Showing posts with label dental laboratory. Show all posts
Showing posts with label dental laboratory. Show all posts

Wednesday, 8 February 2012

A failed dental bridge and how to avoid it

Here is a case that went wrong, so we thought it would be a good idea to post it to our blog and discuss the learnings that can be had from it.

We made this bridge for a lovely dentist and his patient, however we asked if we could do some diagnostics first - unfortunately the patient wanted the bridge returned quickly so a decision was made to go ahead with no diagnostics.

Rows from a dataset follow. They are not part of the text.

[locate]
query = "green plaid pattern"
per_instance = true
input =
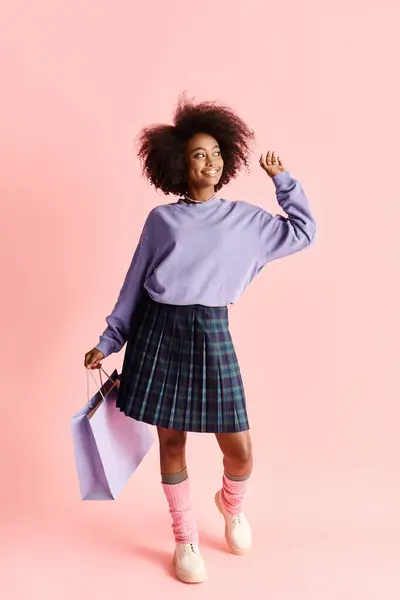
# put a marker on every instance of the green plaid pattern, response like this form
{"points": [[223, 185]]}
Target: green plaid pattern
{"points": [[181, 370]]}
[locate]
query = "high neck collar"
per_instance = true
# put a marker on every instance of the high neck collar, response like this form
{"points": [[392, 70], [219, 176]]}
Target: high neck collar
{"points": [[198, 205]]}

The first bridge is the one on the right. We followed the original incisal length, however once it was tried in the patient felt they were too short, and we were instructed to lengthen them.

Seems simple right? Add some ceramic and we're done. Well, no actually. When we make a bridge with metal (as this one is) we make the metal accurately to support the ceramic evenly all over, so if we lengthen the ceramic there is a whole load of incisal ceramic with no support (this is why this bridge has a large cut incisally, we were testing to see if we thought we could lengthen without remaking the metal).

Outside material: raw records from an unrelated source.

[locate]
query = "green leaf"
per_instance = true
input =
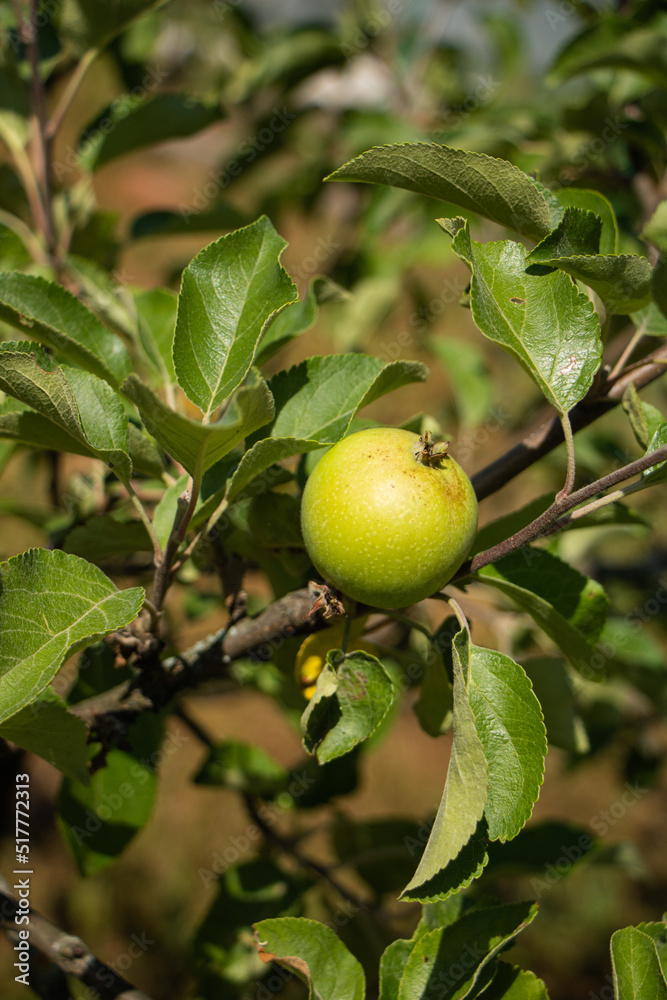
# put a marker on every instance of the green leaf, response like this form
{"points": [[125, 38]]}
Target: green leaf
{"points": [[315, 953], [46, 728], [103, 538], [553, 689], [650, 321], [60, 321], [36, 431], [623, 281], [381, 851], [103, 420], [298, 317], [544, 322], [577, 234], [636, 968], [493, 188], [134, 123], [156, 314], [659, 283], [456, 961], [655, 230], [84, 406], [348, 705], [218, 218], [89, 25], [615, 42], [51, 605], [228, 293], [593, 201], [261, 456], [658, 931], [318, 398], [242, 766], [48, 392], [645, 419], [434, 708], [392, 965], [144, 453], [195, 445], [457, 874], [250, 891], [511, 730], [464, 796], [512, 983], [549, 849], [99, 821], [467, 377], [316, 402]]}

We felt in this case that we would remake the metal and start over. So we did and this is the bridge on the left.

According to the patient this is now too long!

So the solution? We highly, HIGH recommend doing a diagnostic wax up with cases like this, this then serves a few purposes.

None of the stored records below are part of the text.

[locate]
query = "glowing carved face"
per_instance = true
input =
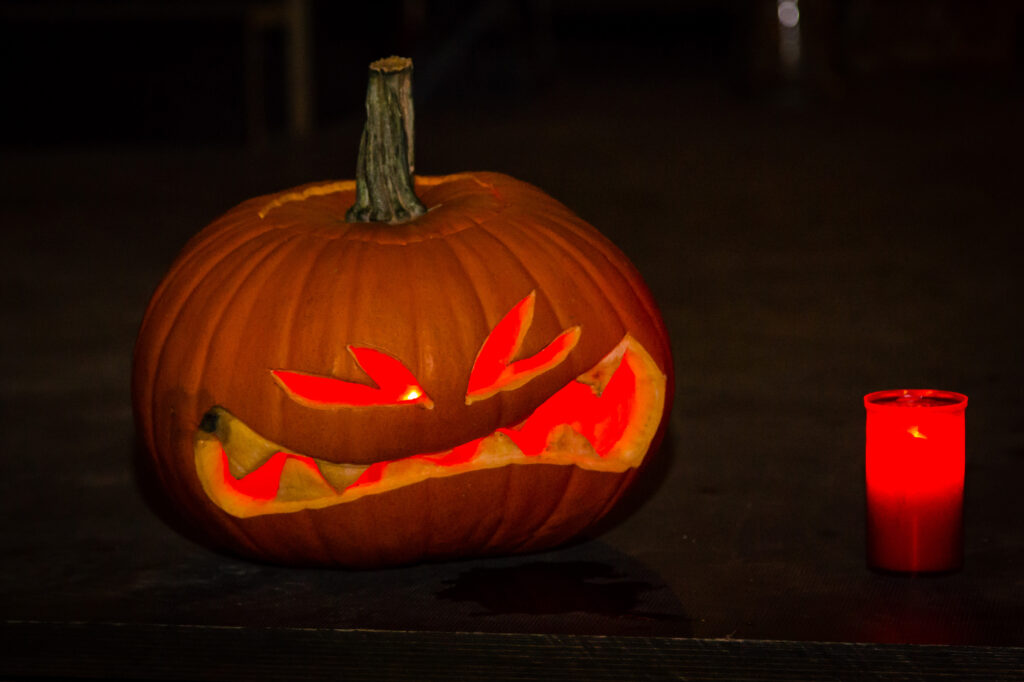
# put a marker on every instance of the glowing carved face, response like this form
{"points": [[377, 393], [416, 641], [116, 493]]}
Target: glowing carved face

  1. It can act as way for the dentist, technician and patient to visualise the desired results AND for the technician to ascertain whether the desired result is indeed possible with the position of the teeth and gums.
  2. It provides a template from which we can make a temporisation stent.
This second point is the crucial one in this case, if we had made a diagnostic we could have made a stent from this (pictured right) this could then have been used to make highly accurate temporaries which the patient could have worn to decide on the length.

If  they were too long, a little reduction is simple - if the patient thought they were too short then addition with composite to achieve the desired result is again easy.

All that is then required is an accurate impression of the agreed temporaries and we can make the bridge to match this in the lab.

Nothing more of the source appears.